Más que meros sitios para el entretenimiento mediante chats con personas de cualquier rincón del planeta, ver memes o simplemente compartir momentos felices de nuestras vidas, las redes sociales o social media devienen potentes herramientas mediáticas para la difusión de información que, gracias a la preferencia que a ellas manifiestan los usuarios y a la evidente inmediatez con que diseminan sus contenidos, convierten a Internet en el más popular medio de comunicación de nuestros tiempos.

Originadas gracias al sitio web classmates.com, creado en 1995 por el ingeniero Randy Conrads para recuperar y mantener el contacto con antiguos compañeros de escuela, instituto y universidad, desde Sixdegrees.com, la primera red social identificada como tal y nacida en 1997 en los Estados Unidos, el progreso tecnológico ha condicionado el surgimiento de un sinnúmero de redes sociales entre las que Facebook, Twitter, TikTok, Instagram, Telegram, LinkedIn, Pinterest y YouTube se hallan entre las más conocidas.

Y, con las múltiples posibilidades que estas nos ofrecen, han proporcionado nuevos y efectivos instrumentos de comunicación, investigación, información y contacto con las que los periodistas de antes no contaban.

Cuba, uno de los países más recientemente incorporados a su empleo, ha encontrado en ellas, además de espacios para materializar las prestaciones antes mencionadas, el principal y más activo sitio para mostrar la realidad y cotidianidad de su pueblo revolucionario y combatir enérgicamente las mentiras, tergiversaciones, calumnias y tentativas de violencia contrarrevolucionarias que a través de ellas también son delineadas.

Precisamente, las minuciosas campañas de desprestigio mediático de las que Cuba sigue siendo víctima han incrementado, gracias a las redes sociales, la eficacia de sus efectos.
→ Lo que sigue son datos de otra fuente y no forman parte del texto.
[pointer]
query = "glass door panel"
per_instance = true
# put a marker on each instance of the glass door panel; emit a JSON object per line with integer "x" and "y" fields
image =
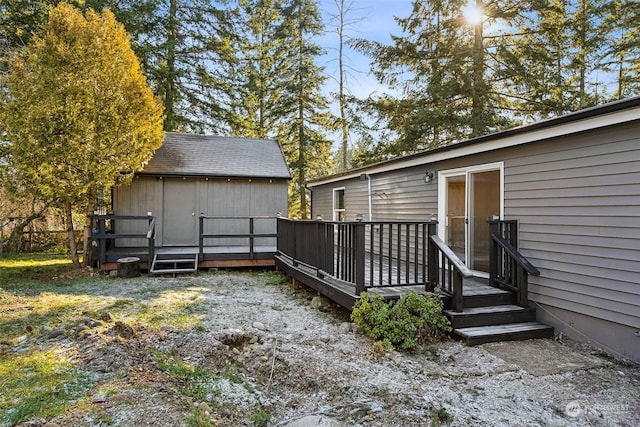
{"x": 455, "y": 220}
{"x": 484, "y": 202}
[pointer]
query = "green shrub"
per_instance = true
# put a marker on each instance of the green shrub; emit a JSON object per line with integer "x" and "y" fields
{"x": 403, "y": 325}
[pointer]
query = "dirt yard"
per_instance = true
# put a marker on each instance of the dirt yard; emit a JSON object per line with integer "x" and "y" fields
{"x": 266, "y": 354}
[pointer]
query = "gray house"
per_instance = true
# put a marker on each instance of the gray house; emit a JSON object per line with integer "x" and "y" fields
{"x": 210, "y": 194}
{"x": 573, "y": 185}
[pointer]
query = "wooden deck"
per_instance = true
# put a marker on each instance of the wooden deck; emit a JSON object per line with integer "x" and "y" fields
{"x": 213, "y": 256}
{"x": 475, "y": 289}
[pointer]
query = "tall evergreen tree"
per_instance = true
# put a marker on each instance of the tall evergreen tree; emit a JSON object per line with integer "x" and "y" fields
{"x": 302, "y": 129}
{"x": 621, "y": 26}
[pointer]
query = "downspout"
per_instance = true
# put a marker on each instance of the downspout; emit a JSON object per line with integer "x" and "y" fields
{"x": 310, "y": 190}
{"x": 370, "y": 212}
{"x": 367, "y": 177}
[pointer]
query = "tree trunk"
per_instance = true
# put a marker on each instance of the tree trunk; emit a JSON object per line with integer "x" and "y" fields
{"x": 14, "y": 244}
{"x": 72, "y": 240}
{"x": 86, "y": 239}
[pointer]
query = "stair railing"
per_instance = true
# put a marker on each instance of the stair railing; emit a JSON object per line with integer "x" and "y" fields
{"x": 151, "y": 238}
{"x": 106, "y": 237}
{"x": 508, "y": 268}
{"x": 445, "y": 270}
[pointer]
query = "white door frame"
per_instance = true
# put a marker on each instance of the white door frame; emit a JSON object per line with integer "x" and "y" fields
{"x": 442, "y": 198}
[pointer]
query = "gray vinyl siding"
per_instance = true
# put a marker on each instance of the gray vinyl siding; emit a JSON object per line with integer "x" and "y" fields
{"x": 396, "y": 195}
{"x": 577, "y": 201}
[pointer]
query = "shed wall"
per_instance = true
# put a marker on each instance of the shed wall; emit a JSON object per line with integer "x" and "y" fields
{"x": 216, "y": 197}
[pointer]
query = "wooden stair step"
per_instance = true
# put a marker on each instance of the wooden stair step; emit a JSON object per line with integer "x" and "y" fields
{"x": 507, "y": 332}
{"x": 173, "y": 270}
{"x": 490, "y": 315}
{"x": 175, "y": 265}
{"x": 175, "y": 261}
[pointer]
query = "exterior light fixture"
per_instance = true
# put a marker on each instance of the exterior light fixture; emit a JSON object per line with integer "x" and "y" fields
{"x": 428, "y": 177}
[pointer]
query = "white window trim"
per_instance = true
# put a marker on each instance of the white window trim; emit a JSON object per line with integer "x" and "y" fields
{"x": 334, "y": 209}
En este caso Twitter, con un amplio historial en la suspensión y restricción de cuentas por razones dizque desconocidas, se sumó a las argucias contrarrevolucionarias por silenciar la voz de los medios cubanos con la censura y la estigmatización de estos como sus principales estrategias.
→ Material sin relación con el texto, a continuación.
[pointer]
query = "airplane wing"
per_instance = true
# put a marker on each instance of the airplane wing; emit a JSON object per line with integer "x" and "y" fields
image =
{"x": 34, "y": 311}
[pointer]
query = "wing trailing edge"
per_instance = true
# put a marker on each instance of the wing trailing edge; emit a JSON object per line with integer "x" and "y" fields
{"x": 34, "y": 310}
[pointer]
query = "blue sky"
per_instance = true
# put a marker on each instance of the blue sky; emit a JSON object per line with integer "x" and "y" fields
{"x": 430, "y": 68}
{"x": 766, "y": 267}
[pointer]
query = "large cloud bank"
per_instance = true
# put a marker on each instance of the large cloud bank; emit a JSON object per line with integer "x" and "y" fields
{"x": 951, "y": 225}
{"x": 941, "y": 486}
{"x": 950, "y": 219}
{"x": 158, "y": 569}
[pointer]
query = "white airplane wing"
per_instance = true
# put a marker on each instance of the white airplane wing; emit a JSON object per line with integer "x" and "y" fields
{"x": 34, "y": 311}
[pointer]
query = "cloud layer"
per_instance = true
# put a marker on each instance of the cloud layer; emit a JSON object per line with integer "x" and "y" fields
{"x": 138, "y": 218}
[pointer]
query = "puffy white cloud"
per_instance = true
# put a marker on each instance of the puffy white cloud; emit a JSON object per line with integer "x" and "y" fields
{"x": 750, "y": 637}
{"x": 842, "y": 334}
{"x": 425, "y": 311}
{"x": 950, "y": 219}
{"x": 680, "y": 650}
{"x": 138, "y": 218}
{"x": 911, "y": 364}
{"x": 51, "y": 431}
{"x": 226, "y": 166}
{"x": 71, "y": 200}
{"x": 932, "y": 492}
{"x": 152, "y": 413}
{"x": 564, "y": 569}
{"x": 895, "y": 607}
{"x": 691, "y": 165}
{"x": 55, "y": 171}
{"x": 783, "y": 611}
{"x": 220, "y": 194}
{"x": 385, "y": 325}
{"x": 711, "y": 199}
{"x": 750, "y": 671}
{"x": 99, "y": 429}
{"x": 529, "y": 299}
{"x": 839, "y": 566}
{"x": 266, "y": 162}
Recientemente la plataforma del ave azul identificó a disímiles medios de la Isla con la marca “Medios afiliados al gobierno, Cuba”, la cual aunque para muchos representa unaratificación de su vínculo con las máximas autoridades de la nación, en la práctica significa que el alcance y la visibilidad de los contenidos compartidos por las cuentas o publicaciones de Granma,Cubadebate, Radio Rebelde, Radio Habana Cuba, TV Cubana, Trabajadores, Juventud Rebelde y Canal Caribe, entre muchas otras, se verá limitado y menguado puesto que la red no los recomendará ni amplificará entre los internautas que a ellas acceden.

Igualmente inhabilitó las cuentas de los populares programas televisivos Con Filo y Cuadrando la Caja, así como del proyecto Cuba Joven. Esta ola de cancelaciones se suma a la larga lista en que destacan las más de 900 cuentas de los Joven Club de Computación suspendidas indefinidamente el 8 de enero de 2013 mientras rememoraban la entrada triunfal que 54 años antes protagonizara la Caravana de la Libertad en La Habana; o cuando la cuenta de Cubadebate fuera bloqueada por supuesta “actividad inusual” mientras daba cobertura periodística al siniestro aéreo acaecido el 18 de mayo de 2018 en la capital; o, más recientemente, cuando en instantes previos a la emisión de una Mesa Redonda con la comparecencia del Presidente, disímiles medios de comunicación nacionales, periodistas y personalidades fueron inesperada y simultáneamente acallados por la plataforma.

El sitio web Cubaperiodistas se sumó al amplio número de detractores de esta estratagema de Twitter para, como les explicó Edilberto Carmona, gestor en los perfiles en redes sociales de Cubadebate, “clasificar a los medios que ellos consideran ‘democráticos’, e influir en la opinión pública desde sus posiciones de poder”, evidenciando entonces que “informar desde un punto de vista alternativo al orden geopolítico occidental es vigilado y censurado”, algo de lo que no son víctimas las denominadas “organizaciones de medios financiados por el Estado con independencia editorial, como por ejemplo la BBC de Reino Unido o la NPR de los Estados Unidos que, por reunir esta condición, no entran en la categoría de medios afiliados al Estado para los efectos de esta política. 

“Twitter es un servicio abierto que alberga un mundo donde existen todo tipo de personas, ideas e información”. Desgraciadamente la sarcástica connotación del mensaje con que la plataforma se presenta a los usuarios manifiesta entonces que la supuesta supremacía que vociferan las redes sociales en torno a las bondades que ofrecen en materia de democracia, libertad de expresión, pensamiento y alcance, queda echada por tierra cuando, en realidad, el verdadero dominio lo tiene el poder político al que estas se subordinan.